[llvm] 72017e9 - [llvm-objdump, ARM] Fix big-endian AArch32 disassembly.
Simon Tatham via llvm-commits
llvm-commits at lists.llvm.org
Mon Aug 8 02:50:03 PDT 2022
Author: Simon Tatham
Date: 2022-08-08T10:49:51+01:00
New Revision: 72017e9b16b737c5bd7c1dd33abff36f368fa724
URL: https://github.com/llvm/llvm-project/commit/72017e9b16b737c5bd7c1dd33abff36f368fa724
DIFF: https://github.com/llvm/llvm-project/commit/72017e9b16b737c5bd7c1dd33abff36f368fa724.diff
LOG: [llvm-objdump,ARM] Fix big-endian AArch32 disassembly.

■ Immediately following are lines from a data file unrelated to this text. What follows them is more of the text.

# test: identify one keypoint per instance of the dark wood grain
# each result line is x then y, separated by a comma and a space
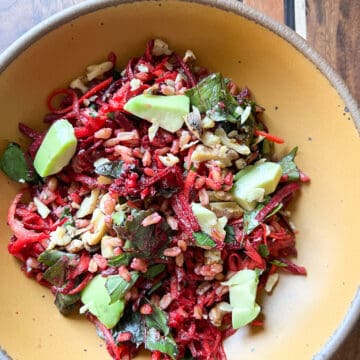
333, 29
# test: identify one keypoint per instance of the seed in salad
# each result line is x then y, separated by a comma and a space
168, 218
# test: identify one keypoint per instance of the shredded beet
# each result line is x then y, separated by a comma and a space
123, 209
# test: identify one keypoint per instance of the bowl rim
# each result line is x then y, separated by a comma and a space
238, 8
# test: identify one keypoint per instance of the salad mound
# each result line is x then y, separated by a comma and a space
157, 207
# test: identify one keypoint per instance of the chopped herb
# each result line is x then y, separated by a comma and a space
250, 222
155, 270
117, 287
230, 234
263, 250
289, 167
203, 240
50, 257
56, 274
147, 241
66, 303
112, 169
155, 287
278, 263
122, 259
165, 344
111, 115
13, 163
158, 320
277, 209
211, 91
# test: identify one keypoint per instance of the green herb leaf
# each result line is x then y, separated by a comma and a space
209, 92
14, 165
165, 344
118, 218
188, 355
130, 322
278, 263
56, 274
154, 270
50, 257
276, 209
148, 241
155, 287
66, 303
289, 167
230, 235
112, 169
263, 250
157, 319
122, 259
117, 287
250, 222
203, 240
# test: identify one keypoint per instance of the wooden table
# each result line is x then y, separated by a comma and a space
332, 29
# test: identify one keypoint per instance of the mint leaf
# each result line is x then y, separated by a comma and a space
13, 164
117, 287
207, 94
122, 259
50, 257
278, 263
250, 222
56, 274
276, 209
66, 303
263, 250
202, 239
165, 344
112, 169
148, 241
118, 218
230, 235
289, 167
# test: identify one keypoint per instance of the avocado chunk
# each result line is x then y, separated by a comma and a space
57, 149
242, 289
96, 299
254, 182
207, 219
165, 111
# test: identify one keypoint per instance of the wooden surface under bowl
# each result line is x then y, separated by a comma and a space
301, 106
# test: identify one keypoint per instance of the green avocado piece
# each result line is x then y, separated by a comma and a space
57, 149
242, 288
97, 300
208, 220
166, 111
254, 182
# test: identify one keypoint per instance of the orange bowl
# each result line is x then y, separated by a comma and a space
306, 103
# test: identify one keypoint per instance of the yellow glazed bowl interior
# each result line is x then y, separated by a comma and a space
301, 106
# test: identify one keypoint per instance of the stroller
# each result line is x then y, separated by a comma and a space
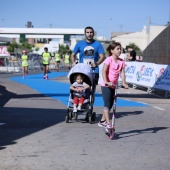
87, 106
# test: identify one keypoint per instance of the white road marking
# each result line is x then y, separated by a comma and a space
159, 108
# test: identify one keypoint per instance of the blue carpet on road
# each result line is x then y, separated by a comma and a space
60, 91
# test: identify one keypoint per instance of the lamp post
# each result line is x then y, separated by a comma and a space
110, 26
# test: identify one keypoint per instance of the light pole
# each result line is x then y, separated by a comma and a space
110, 26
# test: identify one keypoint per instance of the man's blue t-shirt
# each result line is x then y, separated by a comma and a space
89, 52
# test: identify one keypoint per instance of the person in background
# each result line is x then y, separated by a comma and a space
57, 60
67, 61
131, 54
78, 87
46, 57
123, 54
24, 59
113, 66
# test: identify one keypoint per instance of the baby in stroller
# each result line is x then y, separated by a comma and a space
79, 88
81, 92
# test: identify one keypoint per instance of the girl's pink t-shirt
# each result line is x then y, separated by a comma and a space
113, 69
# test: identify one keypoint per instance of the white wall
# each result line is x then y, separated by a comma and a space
141, 39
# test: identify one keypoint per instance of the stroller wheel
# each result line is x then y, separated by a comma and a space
70, 115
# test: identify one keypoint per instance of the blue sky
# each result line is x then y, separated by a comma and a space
104, 15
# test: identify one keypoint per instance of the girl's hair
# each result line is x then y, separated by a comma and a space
112, 46
75, 77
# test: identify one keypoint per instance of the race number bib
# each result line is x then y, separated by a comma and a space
88, 61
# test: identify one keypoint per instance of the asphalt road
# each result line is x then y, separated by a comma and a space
34, 135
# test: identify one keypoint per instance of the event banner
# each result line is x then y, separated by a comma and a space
140, 73
162, 77
146, 75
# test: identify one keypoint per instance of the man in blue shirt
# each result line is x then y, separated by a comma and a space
90, 52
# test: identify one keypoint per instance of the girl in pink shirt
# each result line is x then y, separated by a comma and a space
113, 66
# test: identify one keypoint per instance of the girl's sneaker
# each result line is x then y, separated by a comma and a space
102, 124
74, 110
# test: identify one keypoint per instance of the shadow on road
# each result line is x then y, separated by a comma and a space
20, 122
130, 133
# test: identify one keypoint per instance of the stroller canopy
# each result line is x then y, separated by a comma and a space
84, 69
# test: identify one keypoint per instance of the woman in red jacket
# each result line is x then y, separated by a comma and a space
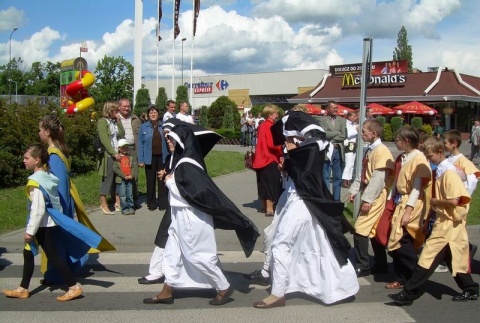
266, 161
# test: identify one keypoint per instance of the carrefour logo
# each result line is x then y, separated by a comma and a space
349, 80
222, 85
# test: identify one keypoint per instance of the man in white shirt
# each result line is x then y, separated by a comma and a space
183, 112
131, 123
170, 113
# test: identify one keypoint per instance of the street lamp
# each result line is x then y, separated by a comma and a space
10, 63
183, 39
16, 93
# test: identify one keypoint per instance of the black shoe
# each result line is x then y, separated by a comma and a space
465, 296
145, 281
362, 272
401, 299
257, 278
379, 269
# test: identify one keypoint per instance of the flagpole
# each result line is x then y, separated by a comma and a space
173, 55
192, 99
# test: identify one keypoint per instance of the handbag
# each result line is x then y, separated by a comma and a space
384, 225
98, 147
249, 156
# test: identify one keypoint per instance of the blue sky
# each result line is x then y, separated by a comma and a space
244, 36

The ABI for big-endian AArch32, as specified by AAELF32, is above-
averagely complicated. Relocatable object files are expected to store
instruction encodings in byte order matching the ELF file's endianness
(so, big-endian for a BE ELF file). But executable images can
//either// do that //or// store instructions little-endian regardless
of data and ELF endianness (to support BE32 and BE8 platforms
respectively). They signal the latter by setting the EF_ARM_BE8 flag
in the ELF header.
(In the case of the Thumb instruction set, this all means that each
16-bit halfword of a Thumb instruction is stored in one or other
endianness. The two halfwords of a 32-bit Thumb instruction must
appear in the same order no matter what, because the first halfword is
the one that must avoid overlapping the encoding of any 16-bit Thumb
instruction.)
llvm-objdump was unconditionally expecting Arm instructions to be
stored little-endian. So it would correctly disassemble a BE8 image,
but if you gave it a BE32 image or a BE object file, it would retrieve
every instruction in byte-swapped form and disassemble it to
nonsense. (Even an object file output by LLVM itself, because
ARMMCCodeEmitter outputs instructions big-endian in big-endian mode,
which is correct for writing an object file.)
This patch allows llvm-objdump to correctly disassemble all three of
those classes of Arm ELF file. It does it by introducing a new
SubtargetFeature for big-endian instructions, setting it from the ELF
image type and flags during llvm-objdump setup, and teaching both
ARMDisassembler and llvm-objdump itself to pay attention to it when
retrieving instruction data from a section being disassembled.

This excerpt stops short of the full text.